I came across this Washington Times article yesterday and was highly skeptical.
CEDARBURG, Wisc. -- Hundreds of angry people in this small town outside Milwaukee taunted reporters and TV crews traveling with Sen. John McCain on Friday, chanting "Be fair!" and pointing fingers at a pack of journalists as they booed loudly.
This just didn't ring true. I was in a crowd of people on the sidewalk as the motorcade went by, and last of all came the press bus. Far as I could tell, there was no reaction in the people around me: no booing, no shouting, nothing. As I said in a previous post, the crowd was happy and pumped up but peaceful.
Still, I thought, maybe things were different on the other side of the rally. And who wouldn't understand the anti-press sentiment, given how completely they're in the tank for Obama and how badly they've treated Sarah Palin? Could happen, right?

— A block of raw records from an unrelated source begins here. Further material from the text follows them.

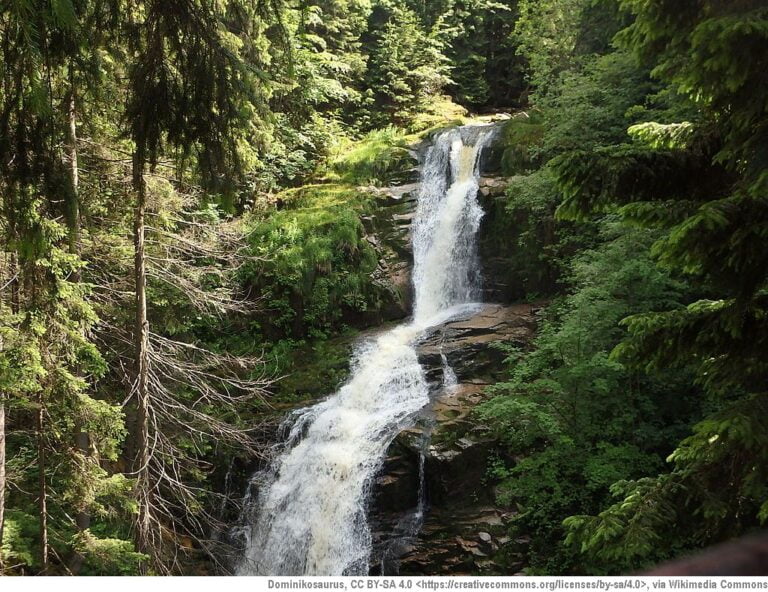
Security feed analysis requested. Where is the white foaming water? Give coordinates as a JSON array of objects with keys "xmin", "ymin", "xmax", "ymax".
[{"xmin": 237, "ymin": 126, "xmax": 493, "ymax": 575}]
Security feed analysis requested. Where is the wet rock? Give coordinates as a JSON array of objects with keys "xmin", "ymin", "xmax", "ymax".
[
  {"xmin": 370, "ymin": 304, "xmax": 540, "ymax": 575},
  {"xmin": 478, "ymin": 177, "xmax": 509, "ymax": 199},
  {"xmin": 418, "ymin": 304, "xmax": 540, "ymax": 381}
]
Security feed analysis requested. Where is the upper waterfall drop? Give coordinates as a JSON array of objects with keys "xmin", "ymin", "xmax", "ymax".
[{"xmin": 237, "ymin": 126, "xmax": 494, "ymax": 575}]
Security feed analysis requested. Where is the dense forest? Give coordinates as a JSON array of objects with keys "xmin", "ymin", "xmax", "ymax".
[{"xmin": 0, "ymin": 0, "xmax": 768, "ymax": 575}]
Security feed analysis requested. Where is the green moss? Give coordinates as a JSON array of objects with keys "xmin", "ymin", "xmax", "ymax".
[
  {"xmin": 273, "ymin": 329, "xmax": 358, "ymax": 405},
  {"xmin": 331, "ymin": 126, "xmax": 415, "ymax": 186},
  {"xmin": 498, "ymin": 111, "xmax": 544, "ymax": 176},
  {"xmin": 243, "ymin": 184, "xmax": 384, "ymax": 338}
]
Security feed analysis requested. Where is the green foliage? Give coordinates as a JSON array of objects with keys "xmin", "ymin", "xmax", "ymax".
[
  {"xmin": 359, "ymin": 0, "xmax": 448, "ymax": 129},
  {"xmin": 73, "ymin": 530, "xmax": 148, "ymax": 576},
  {"xmin": 331, "ymin": 126, "xmax": 415, "ymax": 185},
  {"xmin": 243, "ymin": 185, "xmax": 381, "ymax": 337},
  {"xmin": 555, "ymin": 0, "xmax": 768, "ymax": 565},
  {"xmin": 479, "ymin": 223, "xmax": 696, "ymax": 573}
]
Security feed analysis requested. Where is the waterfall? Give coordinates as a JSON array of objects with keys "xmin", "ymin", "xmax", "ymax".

However, I'm now convinced that once again the press is trying to make Republicans look bad: boorish at best, dangerous mobs at worst. As evidence, here's a comment I ran across on Just One Minute:
---I happened to be in this crowd and heard the interview. The reporter exagerates [sic] a little. The number of chanters in the crowd was in the tens, not hundreds (I did give a couple of shouts). Our crowd was very large perhaps three-four hundred of a couple thousand that couldn't get into the main venue of 8 thousand. [My comment: The main venue crowd was officially reported as 12,500, though they were expecting 8000.]
We weren't really booing either. It wasn't all anger either, it was mostly more of a taunt. They were mainly women in their fifties making schoolmarmish admonishm ents 'Be Fair (children)' to the press.
What the WaTimes reporter didn't catch was one of the reporters mocking us by prissily (hope that's a word) half bowing to us and mouthing 'I Promise'. The rest of our honored information bearers ignored us.
I am sure that his is one of the DriveByMedia outlets that is not in financial free fall, so he can continue to condescend to us.
Read the full article by Joe Curl and check off the insults. He refers to the group as a "pack" (of wild dogs, maybe?) and uses the rather provincial term "townspeople" (though a minute's checking would have found people from cities such as Madison and New Berlin, as well as people who drove up from Illinois).
In describing a moment at the RNC he calls the delegates "red-meat Republicans" (fits with the wild dog imagery) and says, "the crowd turned ugly" (What did they do? Riot? Rush the stage, as some Code Pink protesters tried to do? No, they chanted and pointed. Oh, horrors.)
Just more of the same from legacy media trying to hurt Republicans. I suppose we should be used to it by now.